We’re rapidly approaching the year anniversary of the COVID-19 pandemic (cue internal screams), and while there are signs of progress in the form of three new vaccines and declining infection rates, there are still a lot of days where you just need a lot of comforts to deal. And chef Julia Turshen, founder of Equity at the Table, offers the latest dose of culinary coziness in the latest episode of Cook With Us: a carrot cake smoothie.
This stroke of genius was inspired by a carrot cake recipe from Turshen’s forthcoming cookbook, Simply Julia ($30), but made slightly more appropriate for breakfast. The smoothie tastes like dessert, but is lower in sugar and full of anti-inflammatory ingredients. She achieves this by combining carrots, frozen pineapple, and a blend of spices for the depth of carrot cake flavor. (Pro tip: use frozen pineapple so the smoothie is nice and frosty—plus, you don’t have to deal with cutting a whole pineapple.) The spices she uses—cinnamon, ginger, and nutmeg—are choice inflammation fighters in their own rights, and when combined become a powerful trifecta, like the Charmed sisters but for inflammation. Cinnamon is high in antioxidants, and has been shown to be particularly good for your heart. Ginger contains a compound, gingerol, that has been shown in studies to help reduce inflammation. Last but not least, nutmeg is packed with inflammation-fighting phytonutrients. Turshen uses fresh nutmeg in the video, but ground nutmeg also works (same with the ginger).

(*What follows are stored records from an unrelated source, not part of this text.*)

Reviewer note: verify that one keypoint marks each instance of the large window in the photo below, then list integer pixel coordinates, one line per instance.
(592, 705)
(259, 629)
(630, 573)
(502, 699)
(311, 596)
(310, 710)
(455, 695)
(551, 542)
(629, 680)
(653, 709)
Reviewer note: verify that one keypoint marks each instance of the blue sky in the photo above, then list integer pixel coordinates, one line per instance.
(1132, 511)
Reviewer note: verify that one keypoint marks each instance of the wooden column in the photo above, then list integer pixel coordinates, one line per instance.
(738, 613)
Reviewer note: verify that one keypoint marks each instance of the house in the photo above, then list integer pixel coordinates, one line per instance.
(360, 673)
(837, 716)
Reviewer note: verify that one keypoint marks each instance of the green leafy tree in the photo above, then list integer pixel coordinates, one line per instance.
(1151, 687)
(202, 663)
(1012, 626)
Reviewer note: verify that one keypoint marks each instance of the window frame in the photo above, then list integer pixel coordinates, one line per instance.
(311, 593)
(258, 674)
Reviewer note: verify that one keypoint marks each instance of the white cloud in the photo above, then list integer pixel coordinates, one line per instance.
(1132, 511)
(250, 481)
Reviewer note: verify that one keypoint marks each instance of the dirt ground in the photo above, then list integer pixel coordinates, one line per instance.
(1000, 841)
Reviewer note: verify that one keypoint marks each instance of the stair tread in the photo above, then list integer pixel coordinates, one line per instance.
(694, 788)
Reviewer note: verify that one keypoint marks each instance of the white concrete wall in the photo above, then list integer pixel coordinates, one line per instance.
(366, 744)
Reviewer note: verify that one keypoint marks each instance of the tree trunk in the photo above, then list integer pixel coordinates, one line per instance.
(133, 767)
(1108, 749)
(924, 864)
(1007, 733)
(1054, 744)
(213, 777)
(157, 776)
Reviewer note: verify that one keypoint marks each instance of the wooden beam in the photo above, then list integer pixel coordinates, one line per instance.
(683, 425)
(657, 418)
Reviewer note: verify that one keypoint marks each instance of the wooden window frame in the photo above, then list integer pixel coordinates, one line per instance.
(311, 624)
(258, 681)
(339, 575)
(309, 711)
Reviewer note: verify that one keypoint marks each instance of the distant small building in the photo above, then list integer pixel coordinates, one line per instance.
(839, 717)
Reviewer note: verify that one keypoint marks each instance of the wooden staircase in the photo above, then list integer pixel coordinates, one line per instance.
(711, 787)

Ready to drink cake for breakfast? (I know I am.) Watch the video to get the full carrot cake smoothie recipe.
Carrot cake smoothie
1 cup frozen pineapple chunks
1 small carrot, peeled and roughly chopped
1 Tbsp maple syrup
1/4 tsp ground ginger (or 1/2-inch fresh ginger)
1/4 tsp ground cinnamon
Pinch ground nutmeg
1 cup milk of choice (dairy, oat, almond: whatever you like!)
1. Place all of the ingredients together in a blender and puree until smooth. Pour into a glass. Enjoy immediately!